GELİR İDARESİ BAŞKANLIĞI
BURSA VERGİ DAİRESİ BAŞKANLIĞI
Mükellef Hizmetleri Gelir Grup Müdürlüğü

Sayı

:

B.07.1.GİB.4.16.16.02-300.12.17-316

25/07/2012

Konu

:

Dava sonucu gecikme faizi ile birlikte ödenmesine hükmolunan faiz tutarları için fatura düzenlenip düzenlenmeyeceği ile KDV hesaplanıp hesaplanmayacağı

            İlgide kayıtlı özelge talep formunuzda, şirketiniz ile BOTAŞ arasında doğalgaz alım sözleşmesi düzenlendiği, sözleşme hükümlerinde yer alan ödeme vadelerini BOTAŞ’ın tek taraflı değiştirmesi nedeniyle şirketiniz adına 2006, 2007 ve 2010 yılları için KDV li gecikme faizi faturası düzenlendiği, söz konusu faturaların defterinize kaydedilmediği ve dava konusu edildiği, davanın şirketiniz aleyhine sonuçlandığı, şirketinizin doğalgaz alımından doğan borcunu geciktirmesi nedeniyle bahse konu yıllarda adı geçen firma tarafından düzenlenen faiz faturası (vade farkı) bedellerinin gecikme zammı ile birlikte BOTAŞ’a ödeneceğinden bahisle,

            – Düzenlendiği tarihlerde kayda alınmayarak dava konusu yapılan  (2006, 2007 ve 2010 tarihli)  söz konusu gecikme faizi faturalarında yer alan KDV tutarlarının davanın sonuçlandığı 2012 takvim yılı kayıtlarına alınıp alınmayacağı ve indirim konusu yapılıp yapılmayacağı,

            – Mahkemenin gecikme faizi ile birlikte tahsil edilmesine karar verdiği yukarıda bahsi geçen gecikme faizi faturaları üzerinden ilaveten hesaplanacak gecikme faizi tutarları için BOTAŞ’ın 2012 mali yılı döneminde fatura düzenleyip düzenlemeyeceği, düzenlenmesi halinde söz konusu faturada KDV nin nasıl hesaplanacağı ile bu tutarın indirim konusu yapılıp yapılmayacağı hususunda Başkanlığımız görüşü talep edilmektedir.

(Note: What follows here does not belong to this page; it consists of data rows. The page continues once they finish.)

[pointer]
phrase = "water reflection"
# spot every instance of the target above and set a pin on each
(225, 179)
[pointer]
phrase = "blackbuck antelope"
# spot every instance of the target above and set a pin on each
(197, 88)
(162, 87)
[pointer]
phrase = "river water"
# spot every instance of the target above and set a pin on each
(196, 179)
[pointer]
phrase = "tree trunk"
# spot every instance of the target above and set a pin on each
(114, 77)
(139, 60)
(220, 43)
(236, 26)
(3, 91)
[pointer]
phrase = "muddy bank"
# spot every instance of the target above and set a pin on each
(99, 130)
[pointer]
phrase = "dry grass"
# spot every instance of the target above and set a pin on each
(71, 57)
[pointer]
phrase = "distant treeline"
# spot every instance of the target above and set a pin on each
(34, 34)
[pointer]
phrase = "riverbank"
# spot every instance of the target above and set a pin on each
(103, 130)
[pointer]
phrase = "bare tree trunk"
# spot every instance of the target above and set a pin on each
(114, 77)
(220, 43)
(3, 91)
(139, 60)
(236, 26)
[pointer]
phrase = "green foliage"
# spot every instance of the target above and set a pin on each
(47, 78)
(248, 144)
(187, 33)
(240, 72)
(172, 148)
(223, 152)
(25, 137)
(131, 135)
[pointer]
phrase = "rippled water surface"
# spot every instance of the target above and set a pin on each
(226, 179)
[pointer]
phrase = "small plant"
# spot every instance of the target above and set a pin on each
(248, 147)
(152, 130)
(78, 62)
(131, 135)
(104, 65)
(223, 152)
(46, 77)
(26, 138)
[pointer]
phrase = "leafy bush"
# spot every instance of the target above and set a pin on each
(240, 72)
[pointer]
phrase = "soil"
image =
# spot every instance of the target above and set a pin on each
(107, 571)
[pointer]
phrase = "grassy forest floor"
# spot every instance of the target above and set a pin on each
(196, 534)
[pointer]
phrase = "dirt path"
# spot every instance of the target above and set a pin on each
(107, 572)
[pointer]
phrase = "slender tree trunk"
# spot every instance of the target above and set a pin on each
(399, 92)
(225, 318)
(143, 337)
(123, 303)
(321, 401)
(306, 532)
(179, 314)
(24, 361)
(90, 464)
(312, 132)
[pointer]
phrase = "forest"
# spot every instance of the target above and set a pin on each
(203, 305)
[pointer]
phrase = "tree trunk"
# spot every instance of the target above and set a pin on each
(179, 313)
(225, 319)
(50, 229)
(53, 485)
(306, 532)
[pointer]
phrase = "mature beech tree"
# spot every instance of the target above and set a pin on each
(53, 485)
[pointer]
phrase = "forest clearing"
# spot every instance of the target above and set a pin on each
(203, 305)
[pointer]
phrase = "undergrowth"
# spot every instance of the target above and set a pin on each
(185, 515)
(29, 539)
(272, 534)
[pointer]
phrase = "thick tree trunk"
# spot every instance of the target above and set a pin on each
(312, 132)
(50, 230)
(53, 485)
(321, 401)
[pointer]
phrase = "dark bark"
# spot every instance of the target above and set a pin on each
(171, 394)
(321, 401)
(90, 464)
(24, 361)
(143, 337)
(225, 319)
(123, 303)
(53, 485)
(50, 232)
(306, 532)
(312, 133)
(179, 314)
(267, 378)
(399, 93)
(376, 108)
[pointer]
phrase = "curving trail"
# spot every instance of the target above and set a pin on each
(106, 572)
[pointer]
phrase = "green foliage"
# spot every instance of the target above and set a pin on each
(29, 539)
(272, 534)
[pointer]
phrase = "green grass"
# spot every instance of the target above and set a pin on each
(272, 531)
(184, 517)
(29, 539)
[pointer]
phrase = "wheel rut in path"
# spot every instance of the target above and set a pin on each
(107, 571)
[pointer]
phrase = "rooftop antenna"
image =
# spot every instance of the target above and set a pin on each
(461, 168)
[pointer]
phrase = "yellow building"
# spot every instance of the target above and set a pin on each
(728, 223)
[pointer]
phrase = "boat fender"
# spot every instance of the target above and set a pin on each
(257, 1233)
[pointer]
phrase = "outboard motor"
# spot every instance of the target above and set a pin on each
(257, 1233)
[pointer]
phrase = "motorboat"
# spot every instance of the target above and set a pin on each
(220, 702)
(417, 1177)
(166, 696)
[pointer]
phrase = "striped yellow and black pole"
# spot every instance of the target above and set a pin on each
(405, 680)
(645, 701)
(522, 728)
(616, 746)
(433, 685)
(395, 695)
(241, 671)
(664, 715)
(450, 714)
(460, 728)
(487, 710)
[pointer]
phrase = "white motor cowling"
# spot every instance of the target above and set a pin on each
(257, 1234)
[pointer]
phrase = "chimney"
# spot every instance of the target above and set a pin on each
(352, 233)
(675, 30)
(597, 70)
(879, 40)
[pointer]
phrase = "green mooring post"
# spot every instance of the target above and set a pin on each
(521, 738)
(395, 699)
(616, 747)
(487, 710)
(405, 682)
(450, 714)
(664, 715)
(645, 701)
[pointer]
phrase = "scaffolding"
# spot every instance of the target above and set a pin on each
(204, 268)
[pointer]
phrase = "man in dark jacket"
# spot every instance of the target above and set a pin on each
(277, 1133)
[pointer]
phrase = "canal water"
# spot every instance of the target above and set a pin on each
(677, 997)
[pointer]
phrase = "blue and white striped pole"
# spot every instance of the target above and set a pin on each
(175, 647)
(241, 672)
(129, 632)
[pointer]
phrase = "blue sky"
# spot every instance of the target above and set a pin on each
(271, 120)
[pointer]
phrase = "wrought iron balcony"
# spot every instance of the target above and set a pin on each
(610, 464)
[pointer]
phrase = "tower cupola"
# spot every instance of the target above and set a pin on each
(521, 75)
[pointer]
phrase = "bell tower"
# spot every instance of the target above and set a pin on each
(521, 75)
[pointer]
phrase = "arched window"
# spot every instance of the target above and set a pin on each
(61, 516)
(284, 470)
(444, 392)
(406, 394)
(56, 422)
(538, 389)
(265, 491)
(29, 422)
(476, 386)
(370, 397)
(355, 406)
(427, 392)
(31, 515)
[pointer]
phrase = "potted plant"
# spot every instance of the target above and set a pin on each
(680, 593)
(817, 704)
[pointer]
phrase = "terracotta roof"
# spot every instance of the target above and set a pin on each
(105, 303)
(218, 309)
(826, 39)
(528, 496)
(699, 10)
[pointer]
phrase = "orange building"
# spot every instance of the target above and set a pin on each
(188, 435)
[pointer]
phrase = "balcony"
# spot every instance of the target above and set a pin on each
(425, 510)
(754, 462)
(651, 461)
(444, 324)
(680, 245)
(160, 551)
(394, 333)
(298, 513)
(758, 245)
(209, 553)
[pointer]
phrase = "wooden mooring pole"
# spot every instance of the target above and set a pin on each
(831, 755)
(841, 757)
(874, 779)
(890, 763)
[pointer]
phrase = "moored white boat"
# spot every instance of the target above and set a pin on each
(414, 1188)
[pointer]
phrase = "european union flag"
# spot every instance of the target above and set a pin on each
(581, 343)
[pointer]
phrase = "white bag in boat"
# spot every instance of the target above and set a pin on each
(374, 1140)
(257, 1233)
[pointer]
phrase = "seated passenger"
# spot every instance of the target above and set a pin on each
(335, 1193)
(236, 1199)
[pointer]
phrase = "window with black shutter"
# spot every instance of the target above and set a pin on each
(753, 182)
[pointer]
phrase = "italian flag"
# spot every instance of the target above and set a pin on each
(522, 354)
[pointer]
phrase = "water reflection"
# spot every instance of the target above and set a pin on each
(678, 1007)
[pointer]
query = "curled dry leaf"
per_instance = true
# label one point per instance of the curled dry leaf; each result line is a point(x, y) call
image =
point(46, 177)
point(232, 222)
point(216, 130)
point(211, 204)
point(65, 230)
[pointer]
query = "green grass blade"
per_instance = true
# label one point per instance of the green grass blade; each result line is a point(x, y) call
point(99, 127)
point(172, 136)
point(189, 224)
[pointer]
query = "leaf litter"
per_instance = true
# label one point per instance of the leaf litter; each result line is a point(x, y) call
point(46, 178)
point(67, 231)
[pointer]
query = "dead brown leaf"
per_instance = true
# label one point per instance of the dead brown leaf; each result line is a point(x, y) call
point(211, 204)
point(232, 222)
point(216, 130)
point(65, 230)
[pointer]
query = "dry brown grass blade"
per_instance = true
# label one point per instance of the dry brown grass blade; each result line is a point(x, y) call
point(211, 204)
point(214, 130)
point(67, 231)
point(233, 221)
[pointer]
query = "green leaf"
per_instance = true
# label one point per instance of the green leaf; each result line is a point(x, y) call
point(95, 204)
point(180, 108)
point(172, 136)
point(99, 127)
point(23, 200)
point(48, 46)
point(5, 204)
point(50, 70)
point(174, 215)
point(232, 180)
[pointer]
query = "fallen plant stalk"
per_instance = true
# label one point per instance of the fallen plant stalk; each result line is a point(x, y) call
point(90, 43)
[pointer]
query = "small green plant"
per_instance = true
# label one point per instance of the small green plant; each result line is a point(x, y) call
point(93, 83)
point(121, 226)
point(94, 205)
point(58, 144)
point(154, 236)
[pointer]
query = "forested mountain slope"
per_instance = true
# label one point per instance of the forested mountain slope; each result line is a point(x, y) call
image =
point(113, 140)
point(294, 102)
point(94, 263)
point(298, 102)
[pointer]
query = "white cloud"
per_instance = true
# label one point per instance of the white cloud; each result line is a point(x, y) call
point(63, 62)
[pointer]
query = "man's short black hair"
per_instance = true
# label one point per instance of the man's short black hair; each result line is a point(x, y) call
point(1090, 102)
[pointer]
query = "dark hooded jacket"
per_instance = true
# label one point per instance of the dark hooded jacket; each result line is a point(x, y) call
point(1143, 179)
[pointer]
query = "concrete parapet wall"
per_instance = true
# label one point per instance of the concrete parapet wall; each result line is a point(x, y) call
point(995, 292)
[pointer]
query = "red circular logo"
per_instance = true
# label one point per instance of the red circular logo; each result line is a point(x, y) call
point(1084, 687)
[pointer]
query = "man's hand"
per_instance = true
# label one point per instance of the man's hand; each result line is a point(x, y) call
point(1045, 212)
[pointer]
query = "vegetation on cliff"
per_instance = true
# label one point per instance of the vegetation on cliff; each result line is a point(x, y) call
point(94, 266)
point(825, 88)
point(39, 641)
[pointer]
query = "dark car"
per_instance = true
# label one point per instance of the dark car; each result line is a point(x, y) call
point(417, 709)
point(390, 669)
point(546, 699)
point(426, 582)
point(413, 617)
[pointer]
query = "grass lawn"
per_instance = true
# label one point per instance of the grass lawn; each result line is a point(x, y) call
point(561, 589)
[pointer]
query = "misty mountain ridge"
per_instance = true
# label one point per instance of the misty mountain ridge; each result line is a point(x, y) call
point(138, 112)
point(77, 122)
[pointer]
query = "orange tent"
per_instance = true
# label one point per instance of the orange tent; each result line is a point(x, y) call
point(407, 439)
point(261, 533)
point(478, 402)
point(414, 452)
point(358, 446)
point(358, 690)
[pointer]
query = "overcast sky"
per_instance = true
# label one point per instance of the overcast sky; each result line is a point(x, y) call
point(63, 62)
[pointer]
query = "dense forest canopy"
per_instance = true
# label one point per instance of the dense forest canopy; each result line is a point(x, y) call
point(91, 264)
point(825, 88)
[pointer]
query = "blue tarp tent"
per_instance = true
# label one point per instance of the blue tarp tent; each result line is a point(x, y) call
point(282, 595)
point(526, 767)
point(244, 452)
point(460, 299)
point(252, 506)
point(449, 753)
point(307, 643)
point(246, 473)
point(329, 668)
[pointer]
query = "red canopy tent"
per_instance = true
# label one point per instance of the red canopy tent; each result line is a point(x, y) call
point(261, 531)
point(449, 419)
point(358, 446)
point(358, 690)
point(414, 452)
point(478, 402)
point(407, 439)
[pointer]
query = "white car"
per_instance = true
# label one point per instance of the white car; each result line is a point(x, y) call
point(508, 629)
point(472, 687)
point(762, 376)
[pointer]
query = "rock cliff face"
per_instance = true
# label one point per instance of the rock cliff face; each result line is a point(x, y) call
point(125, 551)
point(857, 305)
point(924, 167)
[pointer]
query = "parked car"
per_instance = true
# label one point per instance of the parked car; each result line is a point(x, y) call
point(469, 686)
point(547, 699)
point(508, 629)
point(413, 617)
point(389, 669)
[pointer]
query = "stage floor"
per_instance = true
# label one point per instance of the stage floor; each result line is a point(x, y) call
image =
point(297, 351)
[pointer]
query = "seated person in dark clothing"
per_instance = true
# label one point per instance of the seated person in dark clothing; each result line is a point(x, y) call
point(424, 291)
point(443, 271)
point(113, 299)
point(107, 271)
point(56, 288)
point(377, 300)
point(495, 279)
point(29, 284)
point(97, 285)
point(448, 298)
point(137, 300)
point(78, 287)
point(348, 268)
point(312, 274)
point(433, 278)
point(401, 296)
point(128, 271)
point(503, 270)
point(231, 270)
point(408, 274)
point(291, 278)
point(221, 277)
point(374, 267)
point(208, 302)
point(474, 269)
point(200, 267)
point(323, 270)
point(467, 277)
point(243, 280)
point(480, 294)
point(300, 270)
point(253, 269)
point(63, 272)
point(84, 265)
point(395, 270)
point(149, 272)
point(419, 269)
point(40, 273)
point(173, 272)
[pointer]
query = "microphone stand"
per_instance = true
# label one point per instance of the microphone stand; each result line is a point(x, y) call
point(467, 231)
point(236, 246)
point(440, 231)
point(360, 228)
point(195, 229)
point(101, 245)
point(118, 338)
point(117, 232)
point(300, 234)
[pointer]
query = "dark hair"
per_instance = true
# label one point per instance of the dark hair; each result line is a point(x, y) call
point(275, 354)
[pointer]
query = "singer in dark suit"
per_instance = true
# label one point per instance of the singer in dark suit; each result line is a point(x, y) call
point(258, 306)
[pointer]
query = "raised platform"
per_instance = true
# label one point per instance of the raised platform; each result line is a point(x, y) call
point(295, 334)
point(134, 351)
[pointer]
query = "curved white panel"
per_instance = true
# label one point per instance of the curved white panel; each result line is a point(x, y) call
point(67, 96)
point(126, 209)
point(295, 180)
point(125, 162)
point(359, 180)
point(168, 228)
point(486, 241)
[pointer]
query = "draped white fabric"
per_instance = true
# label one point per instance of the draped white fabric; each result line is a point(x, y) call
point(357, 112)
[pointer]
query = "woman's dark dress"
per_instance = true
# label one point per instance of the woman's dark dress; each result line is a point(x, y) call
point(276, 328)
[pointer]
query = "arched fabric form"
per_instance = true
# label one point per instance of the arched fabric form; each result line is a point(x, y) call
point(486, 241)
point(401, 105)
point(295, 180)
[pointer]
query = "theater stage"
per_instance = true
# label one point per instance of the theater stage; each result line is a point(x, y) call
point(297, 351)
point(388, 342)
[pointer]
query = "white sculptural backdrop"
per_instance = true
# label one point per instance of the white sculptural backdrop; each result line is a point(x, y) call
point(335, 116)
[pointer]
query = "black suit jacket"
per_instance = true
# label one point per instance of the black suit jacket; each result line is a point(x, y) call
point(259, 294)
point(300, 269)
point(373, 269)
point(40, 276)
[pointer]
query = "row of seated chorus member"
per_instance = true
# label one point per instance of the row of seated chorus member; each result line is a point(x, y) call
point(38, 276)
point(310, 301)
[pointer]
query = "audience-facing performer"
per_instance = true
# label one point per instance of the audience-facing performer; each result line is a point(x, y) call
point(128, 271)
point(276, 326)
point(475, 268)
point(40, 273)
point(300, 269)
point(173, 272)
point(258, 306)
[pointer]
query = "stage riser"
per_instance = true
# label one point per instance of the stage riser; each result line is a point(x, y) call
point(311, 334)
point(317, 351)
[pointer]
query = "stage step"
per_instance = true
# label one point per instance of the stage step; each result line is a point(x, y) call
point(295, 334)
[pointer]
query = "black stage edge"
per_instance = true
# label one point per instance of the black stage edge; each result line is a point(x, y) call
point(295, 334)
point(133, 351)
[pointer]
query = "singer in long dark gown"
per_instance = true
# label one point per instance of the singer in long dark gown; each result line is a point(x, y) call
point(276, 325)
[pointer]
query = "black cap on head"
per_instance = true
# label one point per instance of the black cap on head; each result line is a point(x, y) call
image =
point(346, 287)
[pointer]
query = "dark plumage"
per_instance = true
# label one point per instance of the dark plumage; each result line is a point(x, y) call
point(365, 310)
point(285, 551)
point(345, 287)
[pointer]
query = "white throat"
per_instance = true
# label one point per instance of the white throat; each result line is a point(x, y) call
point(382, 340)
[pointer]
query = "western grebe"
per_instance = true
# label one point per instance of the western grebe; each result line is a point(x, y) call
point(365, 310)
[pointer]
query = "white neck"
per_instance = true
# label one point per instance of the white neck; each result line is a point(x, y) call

VERGİ USUL KANUNU YÖNÜNDEN:

             213 sayılı Vergi Usul Kanununun 219 uncu maddesinde, “Muameleler defterlere zamanında kaydedilir. Şöyle ki:

             a) muamelelerin iş hacmine ve icabına uygun olarak muhasebenin intizam ve vuzuhunu bozmayacak bir zaman zarfında kaydedilmesi şarttır. Bu gibi kayıtların on günden fazla geciktirilmesi caiz değildir.

             b) kayıtlarını devamlı olarak muhasebe fişleri, primanota ve bodro gibi yetkili amirlerin imza ve parafını taşıyan mazbut vesikalara dayanarak yürüten müesseselerde, muamelelerin bunlara işlenmesi, deftere işlenmesi hükmündedir. Ancak bu kayıtlar, muamelelerin esas defterlere 45 günden daha geç intikal ettirilmesine cevaz vermez….”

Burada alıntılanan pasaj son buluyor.